Why is this a problem? In software engineering, we’re used to be able to create a solution that will work by thinking based on specs in most cases. This works because you can predict how things will fit together.
Let’s say someone tells you to write a service that stores metrics for machine learning runs. Given an idea of the data you want to store and ways to retrieve it, you can more or less design the solution on a piece of paper using some SQL database, setting up this and this table, adding these indices, building a REST interface in your favorite programming language etc. There might be things you have to look up, but these will be minor things that won’t change the overall architecture.
Especially if you did it in the past, you can do this with high accuracy, even taking things into account like “We should be fine if we use Postgres, with this amount of data, I’ve never seen queries take longer than 100ms.”
Your Data Will Always Be Unique
The fundamental difference to a data science project is that your data will always be unique, and whether your method works well or not depends ultimately on your data. Existing solutions, tutorials, papers, etc. will give you an idea of what worked on similar data, but you’ll always have to check whether the solution works on your data set, and tweak it to improve it.
My main recommendation and the first step to making projects more “data science-y” is to write a test harness that takes whatever model you have trained and runs and evaluates it on a test dataset. This closes the loop and also gives you the autonomy to try out things for yourself. In a way, it is the ultimate democratization of AI! You don’t need an expert to tell you whether your solution is good, your data will tell you.
The Ultimate Instance of Test Driven Development
A different way to think about this is to see ML as the ultimate instance of test driven development. In TDD, the idea is to put your specification into unit tests, and write them first, and then write the actual piece of code till it passes all your tests.
The advantages are having “specs as code” and an automated and quick way to see whether your code works.
The difference between TDD and ML is that in TDD test cases are written by humans, and there is a certain art to getting it right. You need to obviously have cases that specify what you want, but you also want to cover corner cases, and error cases. There also exists tools that automatically generate test cases randomly, called property-based testing, for example Hypothesis, or clojure’s specs library allows you to generate random parameter instances for functions.
Now ML is like TDD but instead of carefully designing the test cases, you just collect a lot of examples of inputs and desired outputs, almost like asking a bunch of people “what do you want the program to do?”

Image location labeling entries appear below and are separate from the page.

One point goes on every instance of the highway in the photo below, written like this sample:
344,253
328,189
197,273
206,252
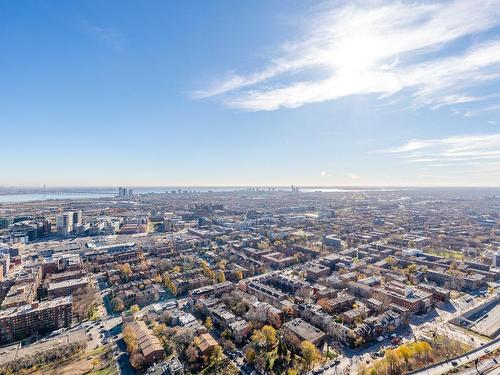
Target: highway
444,367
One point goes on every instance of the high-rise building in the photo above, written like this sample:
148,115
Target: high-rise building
77,218
496,259
64,223
17,323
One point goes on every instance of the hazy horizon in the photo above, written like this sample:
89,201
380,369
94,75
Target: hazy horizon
224,93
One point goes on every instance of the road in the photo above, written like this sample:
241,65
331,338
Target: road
443,368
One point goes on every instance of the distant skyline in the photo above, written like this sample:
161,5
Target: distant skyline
261,93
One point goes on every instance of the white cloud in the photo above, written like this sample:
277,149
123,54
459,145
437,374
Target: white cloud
464,151
353,176
104,34
368,48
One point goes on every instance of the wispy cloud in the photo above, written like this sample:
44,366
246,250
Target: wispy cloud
469,151
353,176
369,48
103,34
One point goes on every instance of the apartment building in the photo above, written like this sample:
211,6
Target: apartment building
17,323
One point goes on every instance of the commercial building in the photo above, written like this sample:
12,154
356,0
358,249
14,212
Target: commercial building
304,331
148,343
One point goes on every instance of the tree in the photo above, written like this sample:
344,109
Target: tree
116,304
216,356
250,355
137,360
208,323
309,353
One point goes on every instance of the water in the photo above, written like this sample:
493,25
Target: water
18,198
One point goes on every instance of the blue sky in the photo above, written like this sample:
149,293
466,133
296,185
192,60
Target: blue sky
156,93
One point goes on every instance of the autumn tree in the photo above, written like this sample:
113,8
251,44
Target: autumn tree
117,304
208,323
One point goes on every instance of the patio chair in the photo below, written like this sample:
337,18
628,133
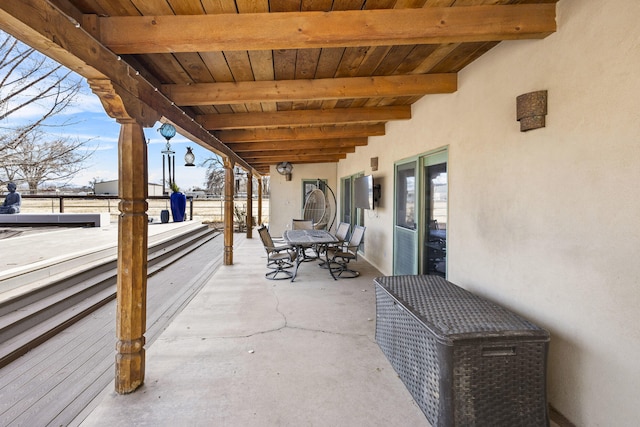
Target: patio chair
342,231
341,255
305,224
279,258
301,224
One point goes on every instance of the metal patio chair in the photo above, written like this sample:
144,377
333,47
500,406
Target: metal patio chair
279,258
340,256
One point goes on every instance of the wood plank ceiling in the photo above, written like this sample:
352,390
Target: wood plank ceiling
304,81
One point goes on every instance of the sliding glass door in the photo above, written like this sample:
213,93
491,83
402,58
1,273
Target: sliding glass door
421,215
405,249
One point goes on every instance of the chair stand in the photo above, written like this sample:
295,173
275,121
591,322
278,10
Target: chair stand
273,275
341,269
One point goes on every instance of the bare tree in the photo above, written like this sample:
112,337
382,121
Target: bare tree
36,161
36,87
215,177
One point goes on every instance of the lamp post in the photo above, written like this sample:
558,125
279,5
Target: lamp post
189,158
168,131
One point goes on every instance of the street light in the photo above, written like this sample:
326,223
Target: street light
168,131
189,158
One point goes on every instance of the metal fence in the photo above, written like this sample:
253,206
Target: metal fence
204,209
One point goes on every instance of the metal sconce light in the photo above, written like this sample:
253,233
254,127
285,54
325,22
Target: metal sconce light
189,158
374,163
531,109
285,168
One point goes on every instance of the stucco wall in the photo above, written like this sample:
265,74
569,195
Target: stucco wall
285,201
544,222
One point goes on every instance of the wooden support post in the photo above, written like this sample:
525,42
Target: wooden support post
249,205
131,311
260,201
229,185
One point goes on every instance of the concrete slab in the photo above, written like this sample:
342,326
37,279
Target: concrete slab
252,352
93,219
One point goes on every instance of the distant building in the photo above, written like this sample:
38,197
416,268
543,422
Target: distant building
110,188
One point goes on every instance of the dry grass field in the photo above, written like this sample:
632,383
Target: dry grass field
208,210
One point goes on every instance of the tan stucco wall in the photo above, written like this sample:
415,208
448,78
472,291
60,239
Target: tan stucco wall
285,201
544,222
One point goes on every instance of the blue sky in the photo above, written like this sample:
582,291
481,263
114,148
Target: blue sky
91,123
94,124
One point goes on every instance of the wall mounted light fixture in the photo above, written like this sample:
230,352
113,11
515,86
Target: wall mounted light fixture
531,109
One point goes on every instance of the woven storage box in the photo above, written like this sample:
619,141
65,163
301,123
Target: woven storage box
465,360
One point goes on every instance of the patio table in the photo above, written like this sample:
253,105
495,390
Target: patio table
300,239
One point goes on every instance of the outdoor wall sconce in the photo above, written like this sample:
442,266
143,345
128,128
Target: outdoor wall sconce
189,158
531,109
285,168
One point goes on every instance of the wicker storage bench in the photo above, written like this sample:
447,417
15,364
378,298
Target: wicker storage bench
465,360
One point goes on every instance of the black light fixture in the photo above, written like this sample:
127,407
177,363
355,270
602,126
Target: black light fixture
168,131
285,168
189,158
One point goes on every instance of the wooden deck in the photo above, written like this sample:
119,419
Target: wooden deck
56,382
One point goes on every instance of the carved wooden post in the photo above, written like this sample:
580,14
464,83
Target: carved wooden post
228,211
131,310
249,205
260,201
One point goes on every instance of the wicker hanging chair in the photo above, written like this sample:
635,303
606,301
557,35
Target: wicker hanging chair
317,209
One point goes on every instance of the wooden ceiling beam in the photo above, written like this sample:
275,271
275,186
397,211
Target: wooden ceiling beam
288,153
311,144
305,117
300,133
277,158
304,30
311,89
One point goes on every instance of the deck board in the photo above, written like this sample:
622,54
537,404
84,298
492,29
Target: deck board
54,383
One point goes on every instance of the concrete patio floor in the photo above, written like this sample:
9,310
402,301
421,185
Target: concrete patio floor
248,351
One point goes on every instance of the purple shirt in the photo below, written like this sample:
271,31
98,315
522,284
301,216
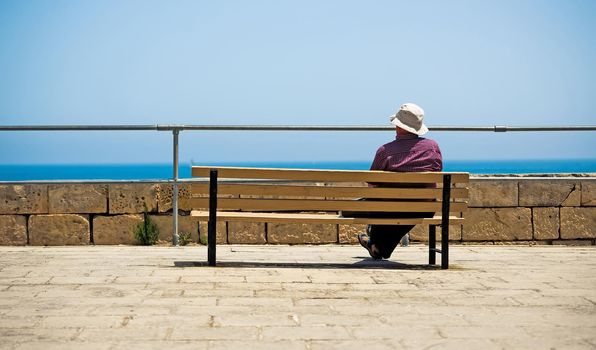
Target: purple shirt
408,153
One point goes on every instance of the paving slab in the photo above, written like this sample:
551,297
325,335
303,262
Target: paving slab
296,297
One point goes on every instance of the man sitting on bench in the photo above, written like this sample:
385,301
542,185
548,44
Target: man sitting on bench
408,152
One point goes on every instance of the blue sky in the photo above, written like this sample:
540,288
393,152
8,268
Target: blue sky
293,62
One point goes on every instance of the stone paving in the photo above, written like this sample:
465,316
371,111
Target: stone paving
296,297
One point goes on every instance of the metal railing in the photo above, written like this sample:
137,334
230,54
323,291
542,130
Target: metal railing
175,129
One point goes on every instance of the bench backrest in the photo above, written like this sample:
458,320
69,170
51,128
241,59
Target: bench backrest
263,189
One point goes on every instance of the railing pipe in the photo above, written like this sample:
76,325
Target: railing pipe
177,128
175,236
165,127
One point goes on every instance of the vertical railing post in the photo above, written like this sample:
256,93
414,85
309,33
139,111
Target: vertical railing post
445,221
432,244
212,224
175,236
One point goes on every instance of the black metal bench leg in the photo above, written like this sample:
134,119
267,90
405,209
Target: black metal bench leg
432,244
212,224
445,222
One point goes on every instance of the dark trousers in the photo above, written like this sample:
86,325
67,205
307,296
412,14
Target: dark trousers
387,237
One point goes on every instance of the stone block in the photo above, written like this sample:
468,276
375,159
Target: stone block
221,232
420,233
185,224
297,233
246,232
549,193
117,229
497,224
59,229
546,223
132,198
578,223
165,196
588,193
23,199
72,199
493,193
348,234
13,230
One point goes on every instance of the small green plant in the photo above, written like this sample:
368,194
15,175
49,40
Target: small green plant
146,232
184,238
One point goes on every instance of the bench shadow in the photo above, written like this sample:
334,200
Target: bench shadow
365,263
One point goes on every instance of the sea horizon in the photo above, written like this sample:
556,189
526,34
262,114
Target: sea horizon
157,171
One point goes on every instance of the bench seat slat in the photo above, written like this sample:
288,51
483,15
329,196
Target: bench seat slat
327,175
318,218
249,204
327,191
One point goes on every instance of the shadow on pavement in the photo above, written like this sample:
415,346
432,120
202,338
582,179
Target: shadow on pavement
365,263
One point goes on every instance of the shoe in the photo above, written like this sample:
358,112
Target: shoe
364,241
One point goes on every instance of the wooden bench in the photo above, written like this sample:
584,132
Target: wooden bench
320,196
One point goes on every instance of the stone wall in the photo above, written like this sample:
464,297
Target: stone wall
522,209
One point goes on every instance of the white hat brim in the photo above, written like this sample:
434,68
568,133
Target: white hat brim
423,129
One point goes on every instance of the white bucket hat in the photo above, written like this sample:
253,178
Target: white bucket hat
409,117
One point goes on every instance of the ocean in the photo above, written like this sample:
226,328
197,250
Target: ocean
164,171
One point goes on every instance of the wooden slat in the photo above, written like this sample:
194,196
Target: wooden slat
318,218
321,191
324,205
327,175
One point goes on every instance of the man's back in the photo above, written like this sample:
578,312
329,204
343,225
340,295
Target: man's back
408,153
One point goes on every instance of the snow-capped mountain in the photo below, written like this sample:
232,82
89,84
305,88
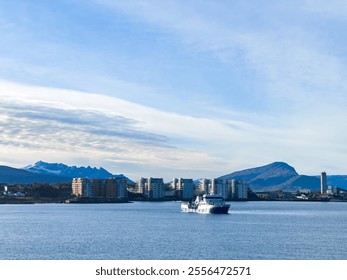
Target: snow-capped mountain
60,169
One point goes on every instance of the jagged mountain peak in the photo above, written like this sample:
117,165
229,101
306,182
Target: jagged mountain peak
60,169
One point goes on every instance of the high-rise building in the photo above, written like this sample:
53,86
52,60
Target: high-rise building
220,187
102,188
323,182
151,187
185,188
82,187
237,189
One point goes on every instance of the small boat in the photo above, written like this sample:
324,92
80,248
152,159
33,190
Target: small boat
206,204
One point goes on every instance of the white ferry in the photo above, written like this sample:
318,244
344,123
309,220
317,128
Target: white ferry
206,204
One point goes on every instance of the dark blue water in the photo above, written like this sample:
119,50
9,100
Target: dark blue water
147,230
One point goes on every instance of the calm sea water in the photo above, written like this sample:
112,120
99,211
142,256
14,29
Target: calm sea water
148,230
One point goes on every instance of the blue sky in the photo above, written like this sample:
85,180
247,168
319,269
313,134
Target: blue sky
174,88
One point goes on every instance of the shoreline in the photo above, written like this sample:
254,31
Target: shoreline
62,200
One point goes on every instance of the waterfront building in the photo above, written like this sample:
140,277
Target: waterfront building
237,189
323,182
184,188
82,187
116,188
101,188
220,187
332,190
204,185
151,187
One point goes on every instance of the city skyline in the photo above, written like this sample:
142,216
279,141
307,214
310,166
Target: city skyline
177,89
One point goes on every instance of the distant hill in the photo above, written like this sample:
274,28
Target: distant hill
60,169
275,176
9,175
44,172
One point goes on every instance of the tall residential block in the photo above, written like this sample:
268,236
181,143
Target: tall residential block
101,188
323,182
184,188
82,187
151,187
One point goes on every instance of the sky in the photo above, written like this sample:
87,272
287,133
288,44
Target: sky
174,88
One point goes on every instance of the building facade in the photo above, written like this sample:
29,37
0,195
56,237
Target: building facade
184,188
100,188
152,188
323,182
82,187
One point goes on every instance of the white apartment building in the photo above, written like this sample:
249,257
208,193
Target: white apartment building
185,188
151,187
82,187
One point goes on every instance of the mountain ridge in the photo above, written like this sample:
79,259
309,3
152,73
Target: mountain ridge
275,176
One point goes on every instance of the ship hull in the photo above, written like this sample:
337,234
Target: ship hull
206,210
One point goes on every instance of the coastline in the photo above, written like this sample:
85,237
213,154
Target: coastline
50,200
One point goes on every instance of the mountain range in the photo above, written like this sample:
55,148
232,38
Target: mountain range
274,176
281,176
44,172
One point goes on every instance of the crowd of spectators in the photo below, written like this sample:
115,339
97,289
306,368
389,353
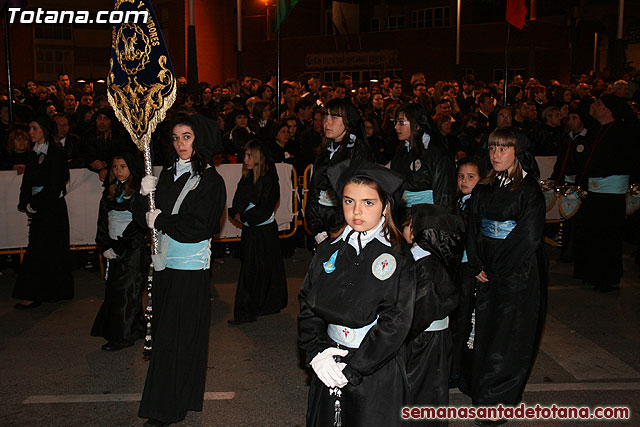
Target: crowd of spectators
464,112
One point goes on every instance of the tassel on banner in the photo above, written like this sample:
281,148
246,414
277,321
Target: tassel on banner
148,315
472,335
337,420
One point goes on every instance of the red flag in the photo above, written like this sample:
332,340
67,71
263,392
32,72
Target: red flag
516,12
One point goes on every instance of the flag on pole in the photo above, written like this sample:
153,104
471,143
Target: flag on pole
283,8
141,84
516,12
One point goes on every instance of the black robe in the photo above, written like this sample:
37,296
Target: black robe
434,170
329,218
599,222
181,300
45,273
460,319
429,352
120,318
353,296
262,285
511,307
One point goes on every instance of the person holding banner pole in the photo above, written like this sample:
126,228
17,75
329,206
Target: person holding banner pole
190,199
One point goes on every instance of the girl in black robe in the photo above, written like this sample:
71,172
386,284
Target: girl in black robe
469,174
356,306
121,241
190,199
436,234
262,285
344,139
506,255
45,273
423,160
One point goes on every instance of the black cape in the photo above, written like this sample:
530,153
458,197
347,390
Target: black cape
262,285
511,307
181,300
45,273
434,170
353,296
120,318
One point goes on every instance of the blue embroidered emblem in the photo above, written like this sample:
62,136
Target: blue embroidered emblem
330,266
384,266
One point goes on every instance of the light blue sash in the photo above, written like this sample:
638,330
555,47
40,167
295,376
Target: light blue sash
349,337
268,221
438,325
38,188
418,197
614,184
118,222
496,229
182,256
188,256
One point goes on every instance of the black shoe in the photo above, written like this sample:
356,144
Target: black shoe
21,306
235,322
604,288
154,422
114,346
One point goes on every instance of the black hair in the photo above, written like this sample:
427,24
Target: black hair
198,162
417,116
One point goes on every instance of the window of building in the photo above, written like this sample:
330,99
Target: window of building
53,60
53,31
395,23
329,22
431,17
375,24
498,73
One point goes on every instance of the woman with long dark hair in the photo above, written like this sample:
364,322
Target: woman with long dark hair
506,255
45,273
190,198
343,139
121,242
423,160
262,285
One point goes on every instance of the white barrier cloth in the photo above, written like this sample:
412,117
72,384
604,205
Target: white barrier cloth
83,198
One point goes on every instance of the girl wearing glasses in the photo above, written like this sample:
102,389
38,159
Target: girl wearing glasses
344,139
423,160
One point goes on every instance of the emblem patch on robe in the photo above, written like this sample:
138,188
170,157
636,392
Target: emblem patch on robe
384,266
330,265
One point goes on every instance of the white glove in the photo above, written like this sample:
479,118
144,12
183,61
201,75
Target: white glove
326,368
110,254
151,217
320,237
148,184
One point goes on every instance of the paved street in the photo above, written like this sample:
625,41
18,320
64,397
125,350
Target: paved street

|Test Driven Development||Machine Learning|
|specs as automated tests||specs are given as concrete input/output examples that have been measured or collected|
|tests all green means the program works as desired||evaluation gives you an objective measure to automatically compare approaches.|
|percentage of tests passed||some loss function that fits your problem (accuracy, Area under ROC curve, precision/recall, F-Score, etc.)|
You Can Overfit in TDD, Too
This analogy also sheds some light on concepts like overfitting. In ML is that you’ll want a method that does not overfit but generalizes well. Overfitting means that you get a bit too committed to the training examples, and then on new data you won’t predict a good value.
For TDD, the equivalent of overfitting would be just do a big switch statement over exactly the input values which are in the tests and return the desired outputs. Of course you wouldn’t do that because as humans we understand that the goal is to find a general solution which works for the test cases, but also beyond.
The same is true for ML and is usually achieved through regularization (preferring solutions that are simpler), or by choosing the underlying class of models (for example linear functions), so that there is some structure in the solution.
Take the Time and Write Automated Tests, First
So next time you start on a data science project, take the time and set up a test harness, think about your data, how you want to evaluate how well it works. Automate as much as you can, so that if you want to try out a new idea you can focus on adding the feature processing, or the model, and then everything else, training, evaluating, creating reports, storing the code version, etc. should work at the press of a button. This will significantly speed up the exploratory work required to find a good solution for your data.